Peculiaridades del caballito de mar

El caballito de mar es un pez de agua salada con unas características especiales que hacen que todo él sea único. Lo primero que llama la atención es su aspecto peculiar, sin escamas, con un esqueleto formado por anillos de placas óseas sobre los que se estira la piel, y su forma de nadar, avanzando verticalmente propulsados por sus aletas dorsales.

Si seguimos observándolos comprobaremos que los ojos se mueven independientemente, como los de los camaleones, y que igual que estos tienen la capacidad de mimetizarse con su entorno. Muchos propietarios sucumben a la diversión de cambiar la decoración de los acuarios para que su caballito de mar cambie de color, sin pensar en que pueden llegar a estresarse y enfermar.

Caballitos de mar incubando

 

Otra de sus grandes peculiaridades es la gestación, pues la hembra introduce los huevos en una bolsa que tiene el macho para que los incube.

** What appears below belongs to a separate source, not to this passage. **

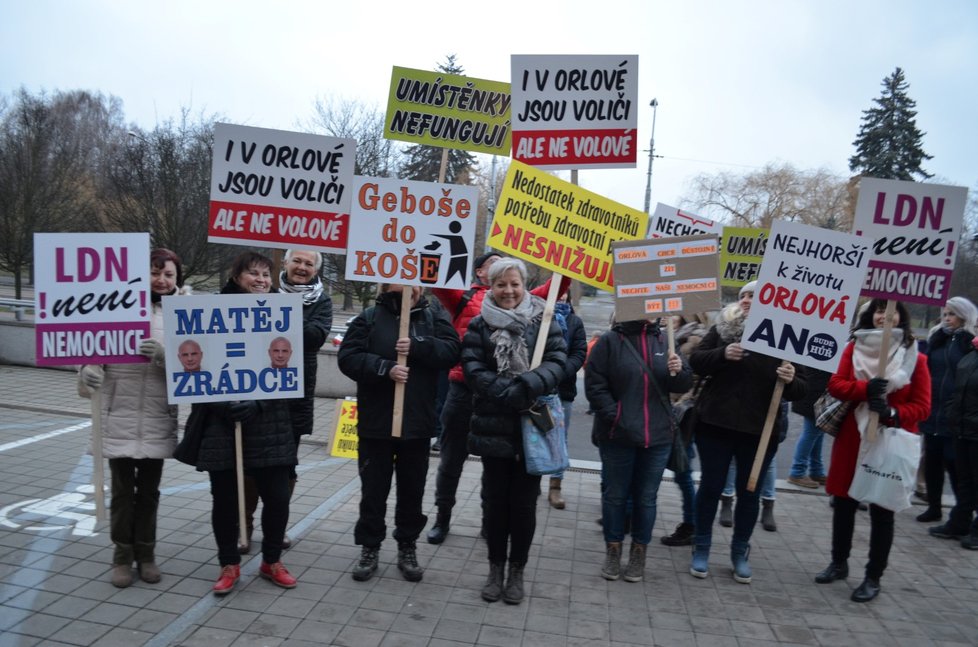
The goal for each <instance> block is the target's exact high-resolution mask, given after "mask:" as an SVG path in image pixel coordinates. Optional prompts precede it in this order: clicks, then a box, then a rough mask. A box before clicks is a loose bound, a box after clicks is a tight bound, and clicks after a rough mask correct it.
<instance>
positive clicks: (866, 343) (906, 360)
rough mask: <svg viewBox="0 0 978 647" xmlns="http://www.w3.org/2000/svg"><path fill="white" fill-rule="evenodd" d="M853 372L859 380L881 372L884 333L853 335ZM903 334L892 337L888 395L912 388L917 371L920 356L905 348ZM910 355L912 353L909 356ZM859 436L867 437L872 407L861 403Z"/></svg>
mask: <svg viewBox="0 0 978 647" xmlns="http://www.w3.org/2000/svg"><path fill="white" fill-rule="evenodd" d="M853 337H854V338H855V341H854V343H855V345H854V346H853V349H852V371H853V375H854V376H855V378H856V379H857V380H871V379H873V378H874V377H876V372H877V370H878V369H879V359H880V351H881V350H882V348H881V346H882V344H883V331H882V330H879V329H868V330H857V331H856V332H854V333H853ZM902 342H903V330H901V329H899V328H894V329H893V330H892V334H891V335H890V359H889V361H888V362H887V364H886V375H885V376H884V377H886V379H887V381H888V382H887V385H886V392H887V393H893V392H894V391H899V390H900V389H902V388H903V387H905V386H906V385H908V384H910V379H911V378H912V377H913V372H914V369H915V368H917V353H916V352H915V351H914V350H913V349H910V348H907V347H906V346H904V345H903V343H902ZM908 351H909V352H908ZM853 415H855V417H856V426H857V427H858V428H859V434H860V435H863V434H865V433H866V425H867V424H868V423H869V404H868V403H866V402H860V403H859V404H857V405H856V407H855V409H854V410H853Z"/></svg>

Tras el nacimiento, será el encargado de cuidarlos y protegerlos, pues los pequeños se vuelven a introducir en la bolsa del padre a la mínima señal de peligro.

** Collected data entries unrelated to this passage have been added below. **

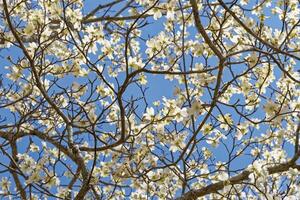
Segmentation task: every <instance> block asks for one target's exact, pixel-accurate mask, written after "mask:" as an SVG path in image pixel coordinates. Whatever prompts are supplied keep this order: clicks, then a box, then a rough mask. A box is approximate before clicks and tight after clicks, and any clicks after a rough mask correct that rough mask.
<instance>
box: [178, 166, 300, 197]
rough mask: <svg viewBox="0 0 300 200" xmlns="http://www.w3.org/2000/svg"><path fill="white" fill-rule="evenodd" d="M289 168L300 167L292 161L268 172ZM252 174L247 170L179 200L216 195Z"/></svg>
mask: <svg viewBox="0 0 300 200" xmlns="http://www.w3.org/2000/svg"><path fill="white" fill-rule="evenodd" d="M289 168H297V169H298V168H299V166H298V165H296V164H295V162H294V161H293V160H291V161H289V162H287V163H284V164H280V165H277V166H274V167H269V168H268V169H267V170H268V172H269V174H276V173H281V172H285V171H287V170H289ZM251 173H252V172H251V171H249V170H245V171H243V172H242V173H241V174H239V175H236V176H234V177H232V178H230V179H228V180H226V181H220V182H217V183H213V184H211V185H208V186H206V187H204V188H201V189H198V190H190V191H189V192H187V193H185V194H184V195H182V196H181V197H179V198H177V200H194V199H197V198H199V197H202V196H205V195H208V194H212V193H216V192H217V191H219V190H222V189H223V188H224V187H226V186H228V185H235V184H240V183H242V182H243V181H245V180H248V179H249V175H250V174H251Z"/></svg>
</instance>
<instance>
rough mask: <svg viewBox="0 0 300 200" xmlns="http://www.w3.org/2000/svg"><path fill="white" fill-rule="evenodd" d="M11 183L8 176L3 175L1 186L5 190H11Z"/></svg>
mask: <svg viewBox="0 0 300 200" xmlns="http://www.w3.org/2000/svg"><path fill="white" fill-rule="evenodd" d="M10 184H11V183H10V181H8V179H7V178H6V177H2V179H1V181H0V187H1V188H2V190H3V191H5V192H7V191H9V187H10Z"/></svg>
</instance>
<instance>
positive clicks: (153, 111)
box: [144, 107, 154, 121]
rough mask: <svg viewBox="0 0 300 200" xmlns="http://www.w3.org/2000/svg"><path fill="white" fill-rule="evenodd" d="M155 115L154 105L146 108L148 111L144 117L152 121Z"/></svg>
mask: <svg viewBox="0 0 300 200" xmlns="http://www.w3.org/2000/svg"><path fill="white" fill-rule="evenodd" d="M153 117H154V109H153V108H152V107H149V108H146V113H145V114H144V118H145V120H147V121H151V120H152V119H153Z"/></svg>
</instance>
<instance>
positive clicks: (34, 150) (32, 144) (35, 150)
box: [30, 143, 40, 152]
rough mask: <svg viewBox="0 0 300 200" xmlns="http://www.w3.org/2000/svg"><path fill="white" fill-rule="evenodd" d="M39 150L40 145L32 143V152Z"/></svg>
mask: <svg viewBox="0 0 300 200" xmlns="http://www.w3.org/2000/svg"><path fill="white" fill-rule="evenodd" d="M39 150H40V148H39V146H37V145H36V144H34V143H32V144H30V151H31V152H38V151H39Z"/></svg>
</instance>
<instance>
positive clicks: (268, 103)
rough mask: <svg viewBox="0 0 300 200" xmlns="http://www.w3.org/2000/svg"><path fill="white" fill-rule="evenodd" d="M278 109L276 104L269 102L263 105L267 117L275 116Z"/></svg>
mask: <svg viewBox="0 0 300 200" xmlns="http://www.w3.org/2000/svg"><path fill="white" fill-rule="evenodd" d="M277 109H278V106H277V104H276V103H274V102H272V101H271V100H269V101H268V102H267V103H266V104H265V105H264V110H265V111H266V113H267V115H273V114H275V112H276V110H277Z"/></svg>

La paciencia su mayor virtud

El caballito de mar es un gran cazador, pocas presas pueden escapar a su emboscada. La paciencia y su capacidad de mimetismo les resulta muy útil en esta tarea. Para cazar, se aferran a las plantas y corales de la zona con su cola prensil y esperan a que se acerque la presa adecuada. Al carecer de dientes, la presa deberá ser lo suficientemente pequeña para que quepa por su pequeña boca.

La forma de tragar los alimentos es aspirarlos a través de la boca en forma de tubo, con lo que comen muy lentamente. Como tampoco tienen estómago, la digestión es un proceso rápido y por eso pueden estar comiendo constantemente. Lo mejor es alimentarlos a la misma hora cada día, para acostumbrarlos a una rutina.

Cuidado con sus vecinos de acuario

Hay que tener presente que no es buena idea montar un acuario de caballitos de mar con más de una pareja de ellos. Si introducimos más ejemplares pueden producirse peleas por el territorio. También hay que informarse con qué compañeros pueden mezclarse, pues podemos introducir en su espacio a especies que son sus depredadores naturales, como los pulpos, las rayas o el pez tigre.

Por desgracia, el ser humano es el mayor depredador del caballito de mar. Su utilización en artesanías locales y joyería les hace muy vulnerables, así como la captura para el mercado de medicina tradicional china y de la venta de ejemplares capturados en su hábitat natural en vez de adquirirlos en criaderos.